Here’s some oh-so-pleasant news to keep in mind as Democrats casually insist that we should simply raise the debt ceiling again and again and again, with no end in sight, and fiercely rip Republicans for even daring to suggest budget cuts to federal programs.
Congressional budget analysts on Tuesday issued a new warning about the long-term U.S. budget outlook, just as lawmakers and the White House are staring at a pair of fiscal confrontations.
The nonpartisan Congressional Budget Office said that the U.S. national debt is now 73% of gross domestic product, the highest in history except for a period around World War II. The figure is twice the percentage it was at the end of 2007. Read the CBO report.
Modestly lower spending, an improving economy and increased collection of income, payroll and corporate taxes have helped narrow the government’s deficit this fiscal year. If current laws remain in place, CBO said, the debt will decline “slightly” relative to GDP over the next several years.
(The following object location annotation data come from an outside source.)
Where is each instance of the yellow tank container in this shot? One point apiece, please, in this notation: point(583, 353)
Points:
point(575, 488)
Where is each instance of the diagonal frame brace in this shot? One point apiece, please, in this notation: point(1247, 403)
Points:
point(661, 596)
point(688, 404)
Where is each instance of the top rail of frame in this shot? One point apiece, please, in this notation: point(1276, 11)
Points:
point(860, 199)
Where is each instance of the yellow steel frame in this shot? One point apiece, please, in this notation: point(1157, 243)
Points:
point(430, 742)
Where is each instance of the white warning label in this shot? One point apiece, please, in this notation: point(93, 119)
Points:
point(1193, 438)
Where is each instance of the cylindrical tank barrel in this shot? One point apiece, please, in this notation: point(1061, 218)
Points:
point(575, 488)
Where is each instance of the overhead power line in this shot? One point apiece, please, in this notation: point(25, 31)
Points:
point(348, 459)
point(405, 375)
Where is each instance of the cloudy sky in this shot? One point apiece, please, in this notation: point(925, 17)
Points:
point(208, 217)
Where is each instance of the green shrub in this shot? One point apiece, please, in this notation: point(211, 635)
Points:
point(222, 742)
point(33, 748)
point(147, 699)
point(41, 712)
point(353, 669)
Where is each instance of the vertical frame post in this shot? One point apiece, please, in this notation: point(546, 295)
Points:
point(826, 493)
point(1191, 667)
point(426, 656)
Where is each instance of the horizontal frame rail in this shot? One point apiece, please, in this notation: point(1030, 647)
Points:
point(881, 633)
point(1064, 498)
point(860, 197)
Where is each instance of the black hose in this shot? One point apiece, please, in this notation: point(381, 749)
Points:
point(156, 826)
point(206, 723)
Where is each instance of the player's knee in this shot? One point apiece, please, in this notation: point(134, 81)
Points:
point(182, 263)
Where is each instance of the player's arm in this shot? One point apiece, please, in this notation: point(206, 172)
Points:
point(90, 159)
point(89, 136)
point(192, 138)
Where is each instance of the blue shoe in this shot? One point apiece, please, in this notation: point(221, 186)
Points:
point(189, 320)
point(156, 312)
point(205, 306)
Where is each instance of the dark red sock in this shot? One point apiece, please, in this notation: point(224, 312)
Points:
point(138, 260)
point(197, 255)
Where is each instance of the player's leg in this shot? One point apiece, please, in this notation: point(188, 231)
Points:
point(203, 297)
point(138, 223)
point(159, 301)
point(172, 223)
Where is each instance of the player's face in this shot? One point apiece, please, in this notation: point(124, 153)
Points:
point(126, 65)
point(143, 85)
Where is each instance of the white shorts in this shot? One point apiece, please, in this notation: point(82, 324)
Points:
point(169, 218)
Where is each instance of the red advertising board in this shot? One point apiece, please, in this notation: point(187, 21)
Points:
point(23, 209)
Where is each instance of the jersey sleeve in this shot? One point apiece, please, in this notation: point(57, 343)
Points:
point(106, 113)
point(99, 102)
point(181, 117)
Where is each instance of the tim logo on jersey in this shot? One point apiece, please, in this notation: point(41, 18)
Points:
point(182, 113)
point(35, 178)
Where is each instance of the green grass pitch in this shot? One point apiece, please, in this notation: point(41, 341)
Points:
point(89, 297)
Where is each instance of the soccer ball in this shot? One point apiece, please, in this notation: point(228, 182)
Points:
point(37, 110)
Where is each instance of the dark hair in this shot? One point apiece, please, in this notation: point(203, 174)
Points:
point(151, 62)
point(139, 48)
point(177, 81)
But CBO cautioned that long-term challenges remain. It warned that growing future deficits will push the debt to 100% of GDP 25 years from now. And under another scenario that envisions changes being made to some laws — including removing the so-called automatic budget cuts known as the sequester — the debt would be even higher, at nearly 190%, by 2038.
While sequestration and Americans’ record-high tax revenue has had a mitigating impact in the near term — news on which the White House has been quick to seize — the entitlement implosion is still stubbornly looming in the future (particularly the incoming strain on Medicare and Social Security) while we accomplish approximately zero in addressing it.
What’s more, as James Pethokoukis points out at AEI, the debt itself is hardly the long and short of it. The CBO notes that the above forecast didn’t factor in “the harm that growing debt would cause to the economy,” and, well…
And when you take into account stuff like how deficits might “crowd out” investment in factories and computers and how people might respond to changes in after-tax wages, you find the debt is much, much larger, closer to 200% of GDP.
The CBO:
“Projected budgetary outcomes under the extended alternative fiscal scenario are worsened by the economic changes that result from its policies. With the effects of lower output and higher interest rates incorporated, federal debt held by the public under the extended alternative fiscal scenario would reach 190 percent of GDP in 2038—about 80 percentage points greater than that under the extended baseline with economic feedback— according to CBO’s central estimates.”
I.e., the side effects of our mounting debt and burdensome policies will continually, directly, and increasingly contribute to economic losses. This is not some distant pain in the neck we can worry about in the future — we need to worry about this now.